Benzina, prezzi alle stelle. E non è finita qui

Da inizio anno i carburanti sono aumentati del 13%. Oggi, rispetto all’autunno 2020, per fare un pieno servono quasi 12 euro in più

Migration

La benzina galoppa. E il diesel segue a ruota. Le notizie sul fronte dei carburanti non sono incoraggianti. E, secondo le proiezioni a medio termine effettuate degli analisti, non lo saranno nemmeno nelle prossime settimane. Anzi, i prezzi sono annunciati in aumento. I consumatori, insomma, devono mettersi il cuore in pace. Ieri, per un litro di verde, il prezzo medio nella nostra provincia era di 1,656 euro, comunque inferiore alla media nazionale di 1,685 euro. Un litro di gasolio invece, costava in media 1,521 euro, anche in questo caso, inferiore alla media nazionale di 1,546 euro. Secondo l’Unione dei consumatori, si tratta in ogni caso di ‘vette’ che non si raggiungevano dal novembre 2018. Da inizio anno, benzina e diesel costano oltre il 13% in più, il che può portare a un aumento per il pieno di un’auto, anche di 6-7 euro. Ma, se arretriamo il raggio anche solo di qualche mese, la ‘frustrazione da pieno’ aumenta. E di parecchio.

Era il novembre 2020 quando, in pieno lockdown, e dunque coi consumi ai minimi, anche i prezzi dei carburanti si erano adeguati. Un litro di verde costava appena 1,390 euro, e un litro di diesel scendeva a quota 1,261. Se oggi, il raffronto è con queste cifre, ovvero coi listini di 8 mesi fa, gli aumenti sono addirittura di oltre il 21%. Tradotto: rispetto all’autunno scorso, per fare un pieno, oggi servono quasi 12 euro in più. Un salasso, insomma. I motivi della stangata sono due. Il primo è ciclico. Durante l’estate, proprio mentre 8 italiani su 10 si spostano per le vacanze, e nonostante aumentino i consumi, i prezzi salgono sempre. È una legge ineluttabile, non si scappa. Poi però, ad incidere, ci sono anche problemi contingenti, ovvero le tensioni internazionali, sulle quali, i Paesi occidentali, in pratica hanno poco margine, e possono fare solo da spettatori inermi. In particolare, il riferimento è al recente fallimento delle trattative – avvenuto in campo neutro a Vienna – tra i Paesi produttori aderenti all’Opec. Il nocciolo della questione verteva sull’aumento della produzione di greggio.
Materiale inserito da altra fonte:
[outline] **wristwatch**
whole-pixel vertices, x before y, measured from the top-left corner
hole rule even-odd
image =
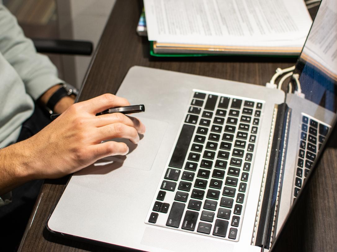
[[[70,84],[62,84],[62,86],[54,93],[48,100],[46,105],[47,110],[51,115],[54,114],[54,108],[59,101],[63,97],[72,94],[77,96],[78,93],[77,89]]]

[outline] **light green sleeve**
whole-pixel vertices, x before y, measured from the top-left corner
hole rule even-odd
[[[24,83],[26,92],[36,100],[51,87],[63,81],[48,57],[36,52],[16,18],[0,3],[0,52]]]

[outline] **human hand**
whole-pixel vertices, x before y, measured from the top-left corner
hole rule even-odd
[[[136,144],[138,133],[145,131],[143,124],[120,113],[95,115],[129,105],[126,99],[110,94],[73,104],[40,132],[13,144],[23,153],[19,157],[25,160],[23,168],[27,175],[31,179],[60,177],[100,159],[126,155],[129,149],[125,143],[101,142],[123,138]]]

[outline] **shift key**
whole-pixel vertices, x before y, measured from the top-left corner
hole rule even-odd
[[[185,204],[183,203],[173,202],[166,222],[166,225],[177,228],[179,227],[185,208]]]

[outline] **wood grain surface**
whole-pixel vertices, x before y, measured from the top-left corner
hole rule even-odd
[[[142,7],[140,1],[117,1],[84,80],[80,101],[105,93],[115,93],[128,69],[134,65],[264,85],[277,68],[296,62],[294,58],[151,57],[147,38],[139,36],[135,32]],[[336,151],[332,146],[325,153],[274,251],[337,251],[336,166]],[[47,219],[67,179],[45,181],[19,251],[114,251],[57,237],[46,229]]]

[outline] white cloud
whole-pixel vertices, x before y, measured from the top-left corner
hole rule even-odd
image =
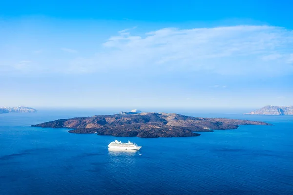
[[[135,28],[110,37],[97,45],[99,52],[91,57],[90,54],[81,54],[78,58],[62,54],[58,58],[46,54],[32,56],[38,64],[32,71],[86,74],[116,70],[146,74],[200,71],[225,75],[293,73],[293,31],[285,28],[245,25],[169,28],[132,35],[131,30]],[[60,49],[78,52],[68,48]],[[9,63],[12,67],[13,64]]]
[[[74,49],[72,49],[62,48],[60,48],[60,49],[62,51],[63,51],[66,52],[68,52],[68,53],[77,53],[77,51],[76,51]]]
[[[126,32],[127,31],[127,32]],[[293,32],[267,26],[180,30],[165,28],[131,35],[121,31],[103,44],[104,51],[77,60],[88,72],[107,68],[153,71],[203,70],[223,75],[293,72]],[[90,62],[90,63],[88,63]]]

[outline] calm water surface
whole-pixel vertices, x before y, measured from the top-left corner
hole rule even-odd
[[[115,137],[30,127],[115,112],[0,115],[0,194],[293,194],[293,116],[181,112],[274,125],[193,137]],[[116,139],[142,146],[142,155],[109,151],[108,144]]]

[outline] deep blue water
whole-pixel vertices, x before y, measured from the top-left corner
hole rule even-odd
[[[119,111],[117,111],[117,112]],[[211,114],[260,120],[192,137],[75,134],[31,124],[114,111],[0,115],[0,195],[293,194],[293,116]],[[109,151],[115,139],[140,152]]]

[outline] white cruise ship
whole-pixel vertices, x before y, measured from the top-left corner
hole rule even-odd
[[[115,140],[109,144],[109,148],[122,149],[122,150],[136,150],[141,149],[142,146],[138,146],[135,143],[130,142],[128,141],[128,143],[121,143],[121,141]]]

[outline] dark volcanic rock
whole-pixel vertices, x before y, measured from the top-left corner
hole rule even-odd
[[[143,113],[131,115],[97,115],[60,119],[33,127],[68,128],[70,133],[142,138],[196,136],[194,132],[236,129],[238,125],[269,125],[263,122],[226,118],[204,118],[175,113]]]

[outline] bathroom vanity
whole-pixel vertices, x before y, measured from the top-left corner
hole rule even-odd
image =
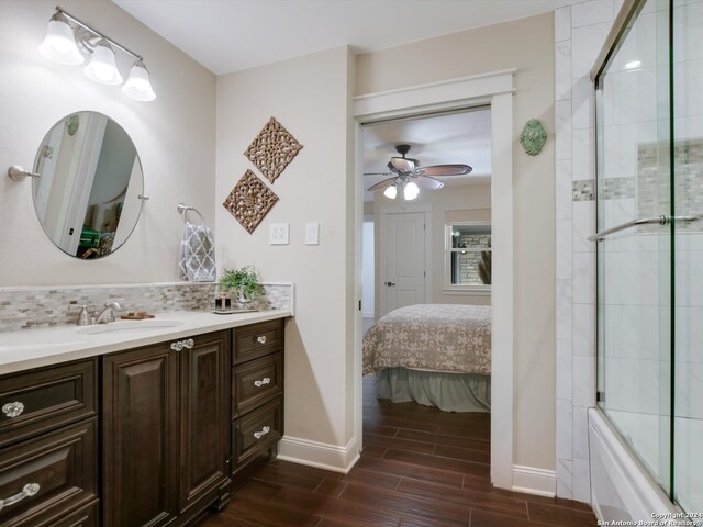
[[[4,333],[0,526],[176,527],[222,509],[283,434],[290,314]]]

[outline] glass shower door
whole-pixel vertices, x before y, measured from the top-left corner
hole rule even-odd
[[[674,211],[673,495],[703,512],[703,2],[672,11]]]
[[[668,2],[643,1],[596,82],[598,400],[671,492]]]

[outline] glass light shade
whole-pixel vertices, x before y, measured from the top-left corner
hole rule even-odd
[[[48,21],[44,42],[40,44],[40,53],[58,64],[77,65],[86,59],[78,51],[74,30],[62,13],[56,13]]]
[[[110,47],[110,43],[101,38],[96,44],[92,52],[92,59],[83,70],[86,76],[102,85],[121,85],[122,76],[118,71],[118,65],[114,61],[114,52]]]
[[[417,187],[417,184],[415,184],[413,181],[408,181],[405,183],[405,188],[403,189],[403,198],[405,198],[405,200],[408,201],[411,201],[417,198],[419,194],[420,187]]]
[[[135,101],[153,101],[156,93],[149,82],[149,71],[142,60],[137,60],[130,70],[130,77],[122,87],[122,92]]]
[[[398,188],[394,184],[391,184],[383,191],[383,195],[389,200],[394,200],[398,195]]]

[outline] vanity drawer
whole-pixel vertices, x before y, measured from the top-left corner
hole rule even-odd
[[[283,434],[283,407],[276,399],[232,424],[232,456],[235,470],[252,457],[271,448]]]
[[[283,349],[283,319],[234,328],[233,363],[263,357]]]
[[[232,418],[283,394],[283,354],[278,351],[234,368]]]
[[[0,448],[96,415],[96,359],[0,378]]]
[[[2,527],[55,526],[97,498],[96,423],[88,419],[0,450],[0,498],[14,497],[0,511]]]

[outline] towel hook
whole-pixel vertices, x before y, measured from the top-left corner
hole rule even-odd
[[[183,223],[188,223],[188,221],[186,220],[186,213],[188,211],[193,211],[196,214],[198,214],[200,216],[200,221],[202,222],[202,224],[205,224],[205,218],[202,217],[202,214],[200,214],[200,211],[198,209],[196,209],[194,206],[190,206],[187,205],[185,203],[178,203],[178,205],[176,205],[176,209],[178,209],[178,212],[180,213],[181,217],[183,218]]]

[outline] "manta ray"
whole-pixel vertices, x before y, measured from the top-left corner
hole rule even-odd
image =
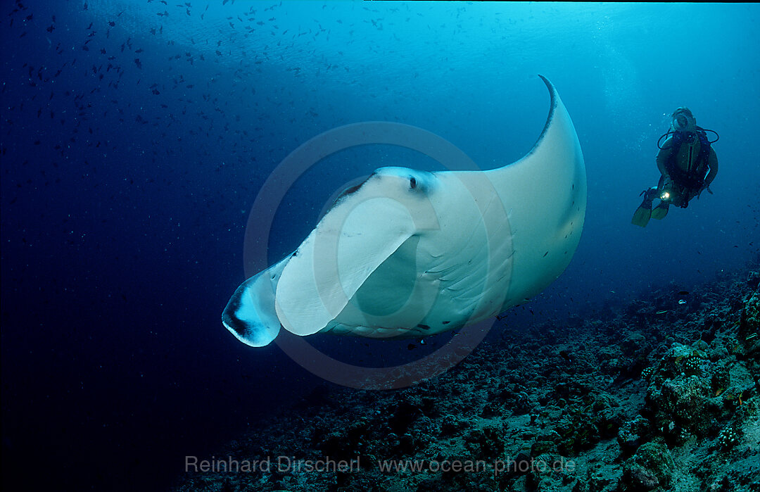
[[[241,284],[222,322],[252,347],[281,328],[424,337],[527,301],[559,276],[586,214],[586,170],[554,86],[543,130],[484,171],[382,167],[347,189],[292,253]]]

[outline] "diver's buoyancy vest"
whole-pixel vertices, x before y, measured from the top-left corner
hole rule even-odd
[[[674,151],[665,166],[668,173],[683,186],[701,188],[710,167],[710,141],[707,134],[698,128],[696,138],[689,138],[682,132],[674,132],[672,139]]]

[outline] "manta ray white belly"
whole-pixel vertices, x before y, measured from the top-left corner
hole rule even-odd
[[[536,295],[567,267],[586,173],[554,87],[534,148],[488,171],[375,171],[341,196],[291,255],[236,290],[222,321],[241,341],[299,335],[423,336]]]

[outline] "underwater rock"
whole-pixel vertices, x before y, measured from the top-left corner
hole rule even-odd
[[[673,478],[675,462],[670,450],[660,441],[641,445],[623,465],[622,490],[636,492],[667,487]]]

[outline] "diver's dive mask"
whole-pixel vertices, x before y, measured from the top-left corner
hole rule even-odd
[[[697,126],[697,120],[689,108],[680,107],[673,112],[671,127],[673,132],[693,132]]]

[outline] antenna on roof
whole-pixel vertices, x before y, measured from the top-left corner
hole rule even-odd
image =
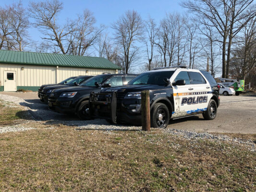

Da una parte l’Arabia Saudita (primo produttore dell’Opec e terzo produttore al mondo con 8,5 milioni di barili al giorno); dall’altra gli Emirati Arabi Uniti, la cui produzione si ferma a circa un terzo di quella saudita. Gli Emirati vorrebbero produrre di più, ma i sauditi (con l’appoggio di Mosca) temono che, un’apertura, possa generare un abbassamento dei prezzi. Queste tensioni hanno spinto il prezzo del barile fino a 78 dollari. A marzo era di 60 dollari. Ecco perché ulteriori aumenti dei prezzi alla pompa è praticamente scontato.